Sgt. Michael Bustamante

Sgt. Michael Bustamante

Retiring Anaheim Sgt. Michael Bustamante took time Thursday to reflect on a more than three-decade career in law enforcement.

“I honestly don’t know what to do with myself,” said Bustamante, who turned in his badge later that day.  “The clock is ticking, but time seems to be standing still.”

Bustamante began his career as a cadet in 1980 after growing up in Pico Rivera. He saw a flier for the position while studying Criminal Science at Fullerton Community College.  Fullerton Ofc. Tommy De La Rosa pushed him in that direction, and served as a mentor early in Bustamante’s career.

“It was funny.  We bumped into each other a few years after I graduated the academy and were both like, ‘I know you from somewhere,’” he said.

The two worked together frequently as undercover investigators and became friends until De La Rosa’s untimely death in June, 1990 when he was ambushed by drug dealers while working a case.

“Oh it definitely had an impact on me both in terms of career and personally,” said Bustamante.  “He was about 10 years older than me and was a type of mentor.  After that, I made the decision not to grow as close to my fellow officers.  I couldn’t go through that pain again.”

Bustamante joined the narcotics unit and eventually made his way up to the major narcotics team and dealt with the illegal import and sale of drugs during the late 80’s – seizing countless kilos of cocaine worth millions of dollars.

He later transferred to the gang unit in an era he describes as “the height on sensationalism of gangs.  Every street had some new gang, each bringing a different challenge,” he said.

Bustamante worked seven years as an investigator between the narcotics and gang units and credits much of his development into the cop he became to that time.

From there, he returned to patrol as a field training officer, and relished the leadership and responsibility. Bustamante supervised then Ofc. Raul Quezada – now interim police chief –in the squad he managed and personally trained now Lt. Tim Schmidt, APD’s new public information officer.

Last year he was involved in a shooting that involved a suspect with an eight-inch knife. The District Attorney recently ruled the shooting was justified.

“It took all the experience from every job I had at the department to cope with everything that came from that unfortunate situation,” he said.

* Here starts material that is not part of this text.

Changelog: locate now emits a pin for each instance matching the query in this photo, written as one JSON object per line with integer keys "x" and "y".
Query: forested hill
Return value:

Bustamante has also raised three children: his oldest daughter just graduated from the OCSD police academy, his son is a Marine tanker, and his youngest daughter is in her second year of a full scholarship to play soccer at UC Riverside.

“When I see the great things they’re doing and their bright futures ahead, this crazy ride I’ve been on is worthwhile a hundred times over.  They are by far my greatest accomplishment.”